D’autre part, aux termes de l’article 1er du décret du 1er août 2016 relatif à la date et aux modalités de transfert définitif des services ou parties de services des centres de ressources, d'expertise et de performance sportive qui participent à l'exercice des compétences transférées aux régions par la loi du 7 août 2015 portant nouvelle organisation territoriale de la République : « En application du IV de l'article 81 de la loi du 27 janvier 2014 susvisée et de l'article 28 de la loi du 7 août 2015 susvisée, les services ou parties de services des centres de ressources, d'expertise et de performance sportive qui participent à l'exercice des compétences mentionnées aux 1° à 4° de l'article L. 114-5 du code du sport et dont la mise à disposition est intervenue avant le 1er août 2016 par convention conclue entre le préfet de région et le président du conseil régional sont transférés le 1er janvier 2017 selon les modalités fixées aux articles suivants. ». Aux termes de l’article 87 de la loi n° 2014-58 du 27 janvier 2014 de modernisation de l'action publique territoriale et d'affirmation des métropoles : « La date d'entrée en vigueur des décrets en Conseil d'Etat fixant les transferts définitifs des services ou parties de service auxquels ils sont affectés, les agents non titulaires de l'Etat et de ses établissements publics deviennent agents non titulaires de la fonction publique territoriale. Ils conservent, à titre individuel, le bénéfice des stipulations de leur contrat. Les services antérieurement accomplis en qualité d'agent non titulaire de l'Etat et de ses établissements publics sont assimilés à des services accomplis dans la collectivité territoriale ou le groupement de collectivités territoriales d'accueil. (…). ».

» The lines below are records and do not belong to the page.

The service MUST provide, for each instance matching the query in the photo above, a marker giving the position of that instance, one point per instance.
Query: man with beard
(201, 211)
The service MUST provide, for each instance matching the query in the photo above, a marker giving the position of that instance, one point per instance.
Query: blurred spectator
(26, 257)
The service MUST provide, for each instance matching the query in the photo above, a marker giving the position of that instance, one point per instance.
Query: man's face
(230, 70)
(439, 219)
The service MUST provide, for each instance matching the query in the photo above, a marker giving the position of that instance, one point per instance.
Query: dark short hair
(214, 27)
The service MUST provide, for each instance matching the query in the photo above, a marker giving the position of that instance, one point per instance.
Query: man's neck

Il résulte des dispositions précitées que les avantages institués par l’article 3 de la loi du 3 avril 1950 complétée par les dispositions du décret du 22 décembre 1953, du décret du 28 janvier 1957, pour les fonctionnaires de l’Etat en service, notamment, dans le département de la Guadeloupe, qui sont liés au séjour de l’agent dans un département d’outre-mer, présentent le caractère d’une indemnité attachée à l’exercice des fonctions.

En l’espèce, Mme A... fait valoir qu’elle aurait dû percevoir une indemnité au titre de la majoration de traitement « DOM TOM » de 40% dès l’origine de son recrutement en 2012 et non pas seulement à compter du 1er septembre 2020. Toutefois, il est constant qu’elle ne bénéficie du statut de fonctionnaire qu’à compter de son recrutement en qualité de stagiaire dans le cadre d’emploi d’adjoint technique territorial, soit depuis le 1er septembre 2020 et qu’elle a perçu cette majoration en novembre 2020, ainsi que des rappels de salaires pour les mois de septembre et octobre 2020. Par suite, dès lors que la requérante ne pouvait prétendre au bénéfice des dispositions précitées au point 2 du présent jugement avant le 1er septembre 2020, ses conclusions indemnitaires doivent être rejetées.

Il résulte de ce qui précède que la requête de Mme A... doit être rejetée en toutes ses dispositions.











D E C I D E :


Article 1er : La requête de Mme A... est rejetée.


Article 2 : Le présent jugement sera notifié à Mme B... A... et à la région Guadeloupe.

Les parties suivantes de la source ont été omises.